- Common name: LA General Services Police
- Abbreviation: LAGSPD
- Motto: Sworn to Serve - Committed to Protect

Agency overview
- Formed: 1979
- Dissolved: 2012

Jurisdictional structure
- Operations jurisdiction: Los Angeles, California, USA
- Legal jurisdiction: Los Angeles
- General nature: Civilian police;

Operational structure
- Police Officers: 113
- Security Officers: 300
- Agency executive: Gary S. Newton, Chief of Police;

Website
- Archived official website at the Wayback Machine (archive index)

= Los Angeles General Services Police =

Historical police department

The Los Angeles General Services Police was a security police agency that provided police and security officer services to Los Angeles City Hall, Los Angeles Central Library, Los Angeles Zoo, Los Angeles Convention Center and city parks, recreation centers, senior centers, Venice and other beaches, and recreational facilities.

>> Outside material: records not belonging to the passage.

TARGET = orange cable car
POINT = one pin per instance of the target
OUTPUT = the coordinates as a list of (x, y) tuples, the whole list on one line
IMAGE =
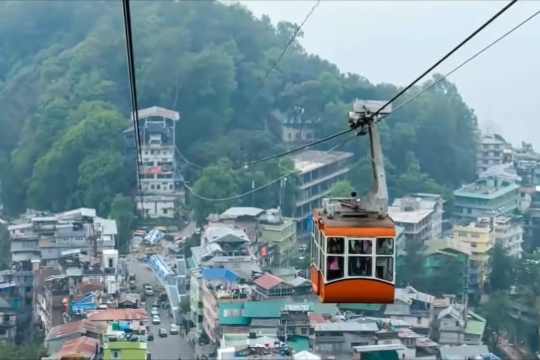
[(353, 242)]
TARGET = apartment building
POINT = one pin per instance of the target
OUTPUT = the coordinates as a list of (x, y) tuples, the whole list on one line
[(317, 172), (419, 216)]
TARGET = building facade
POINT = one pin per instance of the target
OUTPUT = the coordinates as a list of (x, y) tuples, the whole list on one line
[(419, 216), (493, 150), (490, 196), (317, 172), (161, 181), (479, 238)]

The department had similar duties of the now also defunct Los Angeles County Office of Public Safety, which was absorbed into the Los Angeles County Sheriff's Department.

The department's last police chief was Gary S. Newton.

The department was established as a security force in 1979. A peace officer component was created in the late 1980s and reorganized in 2003 when Los Angeles City Council members Wendy Greuel and Jack Weiss proposed to create the Office of Public Safety by merging the many city security services (General Services Police, Library Security, City Park Rangers, Convention Center Security, and Los Angeles Zoo Security) into one centralized division of the Department of General Services. In July 2012 through January 2013, the department and its duties were absorbed into the Los Angeles Police Department.

As of 2007, GSPD was authorized 112 police officers and over 350 security officers and support staff with an annual budget of over 30 million dollars excluding employee benefits. The department patrolled over 470 parks, 72 libraries and 900 municipal buildings. It was the 10th largest law enforcement agency in L.A. County. The department was also responsible for citywide contract security services as well as physical and technology based access and surveillance throughout the city (excluding proprietary departments).

The department was dissolved by the Los Angeles City Council. The City Council voted to close the department to save the city money and as a result, police and security personnel were transferred into the new Los Angeles Police Department (LAPD) Security Services Division, Division #36.